Havasu National Wildlife Refuge is a U.S. National Wildlife Refuge on the lower Colorado River in Arizona and California. It preserves habitat for desert bighorn sheep to the endangered southwestern willow flycatcher, birds and other animals. The refuge protects 30 river miles - 300 miles (480 km) of shoreline - from Needles, California, to Lake Havasu City, Arizona. One of the last remaining natural stretches of the lower Colorado River flows through the 20-mile-long (32 km) Topock Gorge.

Animal species that inhabit this refuge include peregrine falcon, coyote, fox, desert bighorn sheep, greater roadrunner, bobcat, and cougar. Thousands of bats emerge from historic mines and razorback suckers swim in the back of Beal Lake.

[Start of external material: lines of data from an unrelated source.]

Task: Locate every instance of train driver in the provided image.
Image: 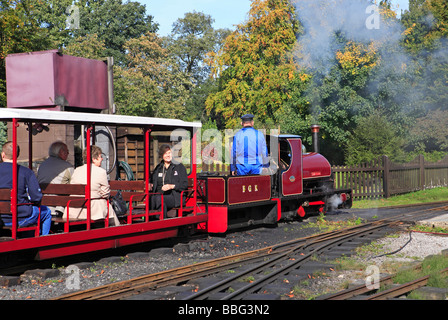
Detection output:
[230,114,269,176]
[150,144,188,218]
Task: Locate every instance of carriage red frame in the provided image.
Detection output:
[0,109,208,260]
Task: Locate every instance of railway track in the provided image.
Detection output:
[55,206,447,300]
[318,268,448,300]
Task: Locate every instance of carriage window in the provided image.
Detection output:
[280,140,292,171]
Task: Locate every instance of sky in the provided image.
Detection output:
[138,0,408,36]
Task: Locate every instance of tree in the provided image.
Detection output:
[0,0,55,107]
[30,0,158,64]
[165,11,230,122]
[206,0,299,128]
[346,112,404,165]
[168,11,230,84]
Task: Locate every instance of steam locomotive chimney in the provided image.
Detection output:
[311,124,320,153]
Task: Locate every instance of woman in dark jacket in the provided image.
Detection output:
[150,144,188,218]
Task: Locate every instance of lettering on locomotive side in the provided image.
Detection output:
[242,184,258,193]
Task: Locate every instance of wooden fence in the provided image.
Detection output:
[332,155,448,199]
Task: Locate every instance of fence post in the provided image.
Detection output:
[418,154,425,190]
[383,156,390,198]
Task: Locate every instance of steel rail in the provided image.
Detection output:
[363,268,448,300]
[221,220,389,300]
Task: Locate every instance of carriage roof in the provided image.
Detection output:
[0,108,202,129]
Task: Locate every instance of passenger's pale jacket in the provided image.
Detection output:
[63,164,119,225]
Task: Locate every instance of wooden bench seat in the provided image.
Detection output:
[41,184,109,232]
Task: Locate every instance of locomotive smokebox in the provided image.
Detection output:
[311,124,320,153]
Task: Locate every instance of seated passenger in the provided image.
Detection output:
[63,146,120,226]
[230,114,269,176]
[0,142,51,235]
[150,144,188,218]
[37,141,74,215]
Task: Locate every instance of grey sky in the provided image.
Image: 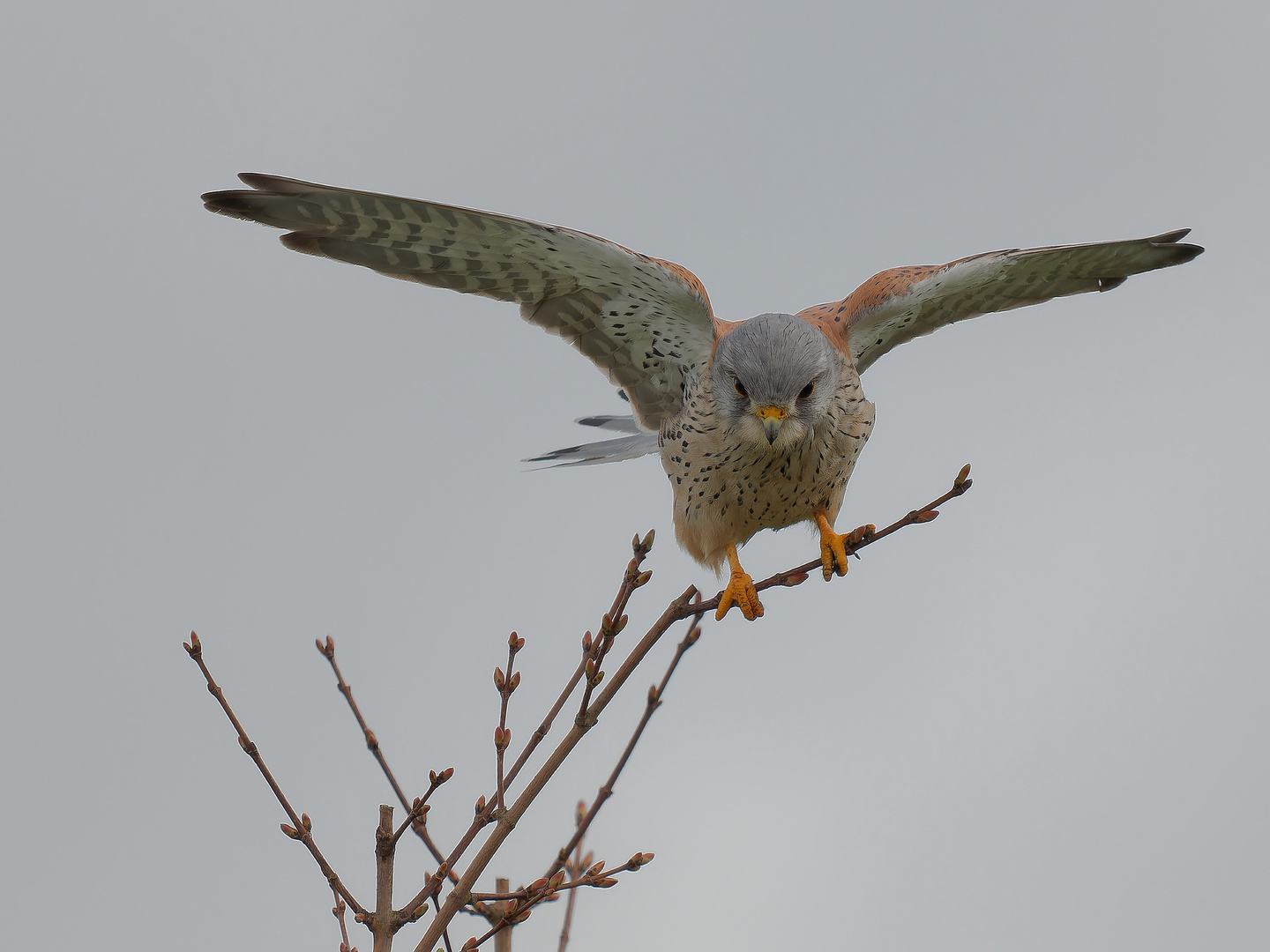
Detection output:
[0,1,1270,952]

A large river in a dry, hot land attracts wildlife and people like a powerful magnet. Many thousands of visitors annually flock to the refuge to boat through the Topock Gorge, watch waterbirds in Topock Marsh, or hike to the Havasu Wilderness Area.

A non-profit membership organization supports and advocates for the refuge. It assists refuge staff with several of the refuge annual events, help to obtain grants to support refuge projects, conducts fund-raising activities to support environmental education programs, and helps the United States Fish and Wildlife Service operate and maintain the refuge facilities and programs by providing volunteer labor.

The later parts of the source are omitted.